Tonight, Olympus announced their second OM-D Micro Four Thirds format interchangeable lens camera, the E-M1. The OM-D E-M1 has a new 16.3-megapixel sensor, larger electronic viewfinder, hybrid auto focus, and built-in Wi-Fi. I was lucky enough to be invited to the official launch, which was held on the USS Intrepid, in New York City; so I got some hands-on time with the new camera – but more on that later. Along with the new E-M1, Olympus also introduced their first two professional Micro Four Thirds lenses – the Zuiko Digital ED 12-40mm f/2.8 Pro lens (24-80mm equivalent) and the Zuiko Digital ED 40-150mm f2.8 Pro (80-300mm equivalent).

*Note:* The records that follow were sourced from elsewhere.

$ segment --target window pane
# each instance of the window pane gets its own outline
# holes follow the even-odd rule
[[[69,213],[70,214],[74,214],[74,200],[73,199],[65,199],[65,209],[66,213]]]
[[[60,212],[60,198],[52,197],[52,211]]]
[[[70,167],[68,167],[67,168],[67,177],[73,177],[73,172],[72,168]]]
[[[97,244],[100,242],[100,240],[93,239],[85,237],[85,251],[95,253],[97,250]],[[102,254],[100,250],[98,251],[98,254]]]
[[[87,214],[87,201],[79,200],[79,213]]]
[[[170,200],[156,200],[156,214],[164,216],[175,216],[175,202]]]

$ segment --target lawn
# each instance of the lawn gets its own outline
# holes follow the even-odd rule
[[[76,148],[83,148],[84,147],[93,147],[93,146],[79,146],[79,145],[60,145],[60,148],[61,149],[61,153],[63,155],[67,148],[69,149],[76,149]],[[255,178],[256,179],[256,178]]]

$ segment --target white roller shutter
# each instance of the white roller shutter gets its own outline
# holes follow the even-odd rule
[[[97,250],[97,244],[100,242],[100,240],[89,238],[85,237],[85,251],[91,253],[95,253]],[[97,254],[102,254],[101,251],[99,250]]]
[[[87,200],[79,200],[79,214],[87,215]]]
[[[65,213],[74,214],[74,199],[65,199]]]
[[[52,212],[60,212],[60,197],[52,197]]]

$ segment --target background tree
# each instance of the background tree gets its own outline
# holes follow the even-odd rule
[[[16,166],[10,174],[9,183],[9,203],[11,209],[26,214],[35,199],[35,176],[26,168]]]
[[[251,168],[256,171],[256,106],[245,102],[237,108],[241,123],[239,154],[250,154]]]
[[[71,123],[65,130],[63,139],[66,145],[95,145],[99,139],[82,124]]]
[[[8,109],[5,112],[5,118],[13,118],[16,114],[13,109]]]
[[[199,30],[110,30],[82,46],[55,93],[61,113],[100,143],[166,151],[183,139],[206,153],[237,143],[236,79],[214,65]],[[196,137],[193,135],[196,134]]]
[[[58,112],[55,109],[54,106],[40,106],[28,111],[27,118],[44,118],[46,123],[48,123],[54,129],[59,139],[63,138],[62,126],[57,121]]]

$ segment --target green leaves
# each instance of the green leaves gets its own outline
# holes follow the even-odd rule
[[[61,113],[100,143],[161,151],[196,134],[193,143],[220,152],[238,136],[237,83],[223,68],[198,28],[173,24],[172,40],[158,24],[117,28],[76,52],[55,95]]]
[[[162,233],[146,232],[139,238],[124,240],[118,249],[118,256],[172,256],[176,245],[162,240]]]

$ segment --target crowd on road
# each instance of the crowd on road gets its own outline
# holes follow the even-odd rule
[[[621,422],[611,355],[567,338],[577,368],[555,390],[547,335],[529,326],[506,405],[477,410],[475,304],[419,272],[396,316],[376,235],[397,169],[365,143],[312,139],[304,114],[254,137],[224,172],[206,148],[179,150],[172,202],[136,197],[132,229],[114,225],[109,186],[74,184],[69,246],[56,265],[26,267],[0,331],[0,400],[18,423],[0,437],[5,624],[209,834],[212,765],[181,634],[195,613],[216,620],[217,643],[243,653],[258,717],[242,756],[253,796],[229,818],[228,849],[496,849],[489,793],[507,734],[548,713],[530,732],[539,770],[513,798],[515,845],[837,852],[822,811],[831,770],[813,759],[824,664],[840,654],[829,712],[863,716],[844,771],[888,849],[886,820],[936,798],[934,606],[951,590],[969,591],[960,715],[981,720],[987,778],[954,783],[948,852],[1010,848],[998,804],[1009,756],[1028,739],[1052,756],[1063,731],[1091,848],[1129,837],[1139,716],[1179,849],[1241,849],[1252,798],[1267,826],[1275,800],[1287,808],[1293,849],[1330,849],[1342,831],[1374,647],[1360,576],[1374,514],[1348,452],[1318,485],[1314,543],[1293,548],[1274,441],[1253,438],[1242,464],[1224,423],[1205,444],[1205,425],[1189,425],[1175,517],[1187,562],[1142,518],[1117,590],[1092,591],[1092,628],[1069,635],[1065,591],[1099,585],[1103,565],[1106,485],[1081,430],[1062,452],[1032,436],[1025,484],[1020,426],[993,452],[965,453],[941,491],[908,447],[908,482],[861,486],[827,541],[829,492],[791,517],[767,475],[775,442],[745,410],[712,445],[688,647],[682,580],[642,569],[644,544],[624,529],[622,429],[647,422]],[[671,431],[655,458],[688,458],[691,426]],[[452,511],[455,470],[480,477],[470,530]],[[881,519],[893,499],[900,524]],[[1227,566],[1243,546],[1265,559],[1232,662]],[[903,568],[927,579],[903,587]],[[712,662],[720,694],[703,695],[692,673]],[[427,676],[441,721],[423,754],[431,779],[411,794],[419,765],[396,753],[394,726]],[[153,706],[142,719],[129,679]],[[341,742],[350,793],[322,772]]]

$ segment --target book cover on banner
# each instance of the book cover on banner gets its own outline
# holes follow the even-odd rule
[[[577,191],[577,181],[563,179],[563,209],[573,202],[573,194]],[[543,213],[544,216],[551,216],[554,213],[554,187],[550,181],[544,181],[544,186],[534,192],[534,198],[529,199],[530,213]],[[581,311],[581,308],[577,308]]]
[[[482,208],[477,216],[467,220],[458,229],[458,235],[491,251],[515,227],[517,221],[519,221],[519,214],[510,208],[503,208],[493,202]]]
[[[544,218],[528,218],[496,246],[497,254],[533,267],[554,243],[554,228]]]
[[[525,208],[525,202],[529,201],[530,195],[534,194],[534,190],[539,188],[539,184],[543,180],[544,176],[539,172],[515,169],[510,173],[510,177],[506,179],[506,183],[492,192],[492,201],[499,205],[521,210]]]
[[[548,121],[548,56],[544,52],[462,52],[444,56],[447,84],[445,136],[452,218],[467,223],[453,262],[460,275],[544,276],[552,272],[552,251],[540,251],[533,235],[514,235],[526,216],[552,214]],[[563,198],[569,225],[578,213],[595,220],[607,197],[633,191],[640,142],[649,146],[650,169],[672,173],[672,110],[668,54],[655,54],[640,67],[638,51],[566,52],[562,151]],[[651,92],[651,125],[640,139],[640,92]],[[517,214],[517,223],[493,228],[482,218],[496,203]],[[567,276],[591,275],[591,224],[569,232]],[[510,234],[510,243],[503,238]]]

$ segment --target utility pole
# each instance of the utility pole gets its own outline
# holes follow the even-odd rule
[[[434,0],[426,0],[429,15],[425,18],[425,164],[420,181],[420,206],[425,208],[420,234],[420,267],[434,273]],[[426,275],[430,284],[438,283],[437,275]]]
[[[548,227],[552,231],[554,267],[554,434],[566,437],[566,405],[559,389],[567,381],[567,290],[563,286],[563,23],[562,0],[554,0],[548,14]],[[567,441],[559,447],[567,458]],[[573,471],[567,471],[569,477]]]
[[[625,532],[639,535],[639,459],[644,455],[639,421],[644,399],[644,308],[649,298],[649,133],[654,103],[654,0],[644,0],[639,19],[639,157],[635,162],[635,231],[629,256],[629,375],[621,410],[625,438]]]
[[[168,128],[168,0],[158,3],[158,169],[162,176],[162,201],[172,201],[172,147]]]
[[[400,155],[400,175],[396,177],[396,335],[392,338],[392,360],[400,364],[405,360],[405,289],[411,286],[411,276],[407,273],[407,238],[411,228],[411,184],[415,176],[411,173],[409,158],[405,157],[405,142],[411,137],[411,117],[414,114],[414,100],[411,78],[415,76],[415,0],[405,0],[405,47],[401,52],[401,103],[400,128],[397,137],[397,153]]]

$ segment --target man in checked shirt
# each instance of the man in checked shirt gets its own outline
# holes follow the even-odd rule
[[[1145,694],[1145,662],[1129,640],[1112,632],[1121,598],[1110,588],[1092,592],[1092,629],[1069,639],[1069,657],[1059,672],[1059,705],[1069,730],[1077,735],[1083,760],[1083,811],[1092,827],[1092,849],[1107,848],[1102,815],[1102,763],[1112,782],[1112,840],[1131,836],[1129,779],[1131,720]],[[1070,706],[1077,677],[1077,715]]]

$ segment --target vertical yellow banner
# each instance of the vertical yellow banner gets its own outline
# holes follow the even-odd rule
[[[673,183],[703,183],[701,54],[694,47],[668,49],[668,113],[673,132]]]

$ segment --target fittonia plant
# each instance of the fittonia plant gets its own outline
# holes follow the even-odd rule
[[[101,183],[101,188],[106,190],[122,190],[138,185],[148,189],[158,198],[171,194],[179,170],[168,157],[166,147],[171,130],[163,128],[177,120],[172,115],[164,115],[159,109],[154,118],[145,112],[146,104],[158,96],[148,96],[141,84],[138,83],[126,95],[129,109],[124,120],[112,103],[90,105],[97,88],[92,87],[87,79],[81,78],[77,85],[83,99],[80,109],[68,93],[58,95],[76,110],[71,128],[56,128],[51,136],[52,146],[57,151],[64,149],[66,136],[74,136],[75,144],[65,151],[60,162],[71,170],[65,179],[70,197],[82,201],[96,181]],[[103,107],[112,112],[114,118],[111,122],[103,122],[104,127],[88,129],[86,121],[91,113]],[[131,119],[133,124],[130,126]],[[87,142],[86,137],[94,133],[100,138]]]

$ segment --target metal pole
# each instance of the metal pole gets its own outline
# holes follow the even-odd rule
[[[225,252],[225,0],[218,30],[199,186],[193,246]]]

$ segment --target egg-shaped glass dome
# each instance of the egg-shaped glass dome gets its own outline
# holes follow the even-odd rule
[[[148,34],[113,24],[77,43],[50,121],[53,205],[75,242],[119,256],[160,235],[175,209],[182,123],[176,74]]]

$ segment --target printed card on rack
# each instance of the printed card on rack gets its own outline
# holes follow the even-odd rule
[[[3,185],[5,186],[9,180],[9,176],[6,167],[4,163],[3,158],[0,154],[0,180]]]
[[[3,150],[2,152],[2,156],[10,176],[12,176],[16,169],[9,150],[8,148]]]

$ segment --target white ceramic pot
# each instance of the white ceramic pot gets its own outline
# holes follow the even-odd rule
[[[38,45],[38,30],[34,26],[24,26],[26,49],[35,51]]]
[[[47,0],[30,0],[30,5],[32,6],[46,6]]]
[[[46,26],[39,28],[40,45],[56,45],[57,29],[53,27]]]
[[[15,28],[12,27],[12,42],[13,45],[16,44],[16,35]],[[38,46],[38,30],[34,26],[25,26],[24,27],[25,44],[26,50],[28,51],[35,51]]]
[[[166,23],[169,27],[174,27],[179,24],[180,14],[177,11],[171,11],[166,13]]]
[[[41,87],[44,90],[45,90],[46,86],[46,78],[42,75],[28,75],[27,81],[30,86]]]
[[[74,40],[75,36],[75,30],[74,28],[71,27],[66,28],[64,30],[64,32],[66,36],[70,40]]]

Update: Studio tests from the Olympus OM-D E-M1 are live. We have high-res studio sample photos at all ISO settings along with some comparison and anaylsis. Check it out, here:
Olympus sent me home from New York with an E-M1 and the new Zuiko Digital ED 12-40mm f/2.8 Pro zoom lens for review. The first thing I did was make a hands-on intro video going over some of the important new features. I’ve added that video to this article and I’ll now be getting to work on the actual camera testing and review. I hope you enjoy the video:
Olympus OM-D E-M1 Key Features And Specs:
- New 16.3-megapixel Four Thirds format Live MOS Sensor
- New TruePic VII image processing
- 5-Axis sensor-shift image stabilization
- New Dual Fast AF system with on-board phase detect auto focus
- Built-in Wi-Fi
- 2×2 Dial Control system
- New, larger 2.36-million-dot electronic viewfinder (EVF)
- 3-inch, 1.04-million-dot tilting touchscreen LCD display
- Touch auto focus and touch shutter
- 1920 x 1080 full HD video with built-in stereo mic
- Sensitivity: ISO 200 to 25,600
- 10 frames per second high-speed burst with focus locked (6.5 FPS in continuous AF mode)
- Art Filters
- Accessory port
- Splashproof, dustproof, freezeproof construction
The important updates on the new OM-D E-M1 are the new 16.3-megapixel Four Thirds format Live MOS sensor with new Dual Fast AF with on-board phase detect auto focus that allows the camera to work better with Four Thirds DSLR lenses as well as native Micro Four Thirds format lenses. Besides improved DSLR lens compatibility, it’s also supposed to significantly improve continuous auto focus performance. The E-M1 also has new TruePic VII image processing for improved image quality – especially at high ISO settings. Olympus says they’ve also improved the built-in Five-Axis image stabilization so that it better compensates for camera shake at slow shutter speeds. The electronic viewfinder (EVF) has also been upgraded. It’s now as big as a full-frame DSLR sensor, a huge bonus for such a small camera.
My first impressions of the OM-D E-M1 are very good. You don’t always actually get to take pictures with the cameras at a launch. But Olympus demonstrated their confidence in the E-M1 by providing memory cards for everyone in attendance and encouraging us to use the cameras. Of course, it’s hard to really get a feel for a camera in only a couple of hours. However, I was reminded how much I liked using the original E-M5. The 5-axis image stabilization is outstanding, making it possible to shoot at really slow shutter speeds in truly crappy light. And the latest Four Thirds sensor produces image quality way better than it has any right to. I brought along a current Canikon APS-C sensor DSLR to document the event and I swear my OM-D E-M1 photos look better. These are very early, initial impressions, though. Before I can really pass judgment, I need to get the new OM-D back to the lab for studio tests, and then I need to really spend some time with it. But it was nice to be reminded how good the Olympus OM-D platform is.
Besides looking forward to getting some more time with the new E-M1, I’m also excited about the new lenses. The Olympus Micro Four Thirds lenses have always been good. But I’ve been asking for a pro zoom since the original E-P1 Pen was introduced. I’m happy to see Olympus finally producing some fast-aperture pro zooms. I think the new lenses will make a real difference for serious photographers and pros who may have been on the fence about the Olympus’s Micro Four Thirds OM-D and Pen mirrorless cameras.
The Olympus OM-D E-M1 is scheduled to be available next month (October, 2013). Price for the E-M1 body alone will be US $1399.99. I expect it will also be sold in a kit with the new Zuiko Digital ED 12-40mm f/2.8 Pro zoom lens. However, Olympus hasn’t provided any information about OM-D E-M1 kit options, yet.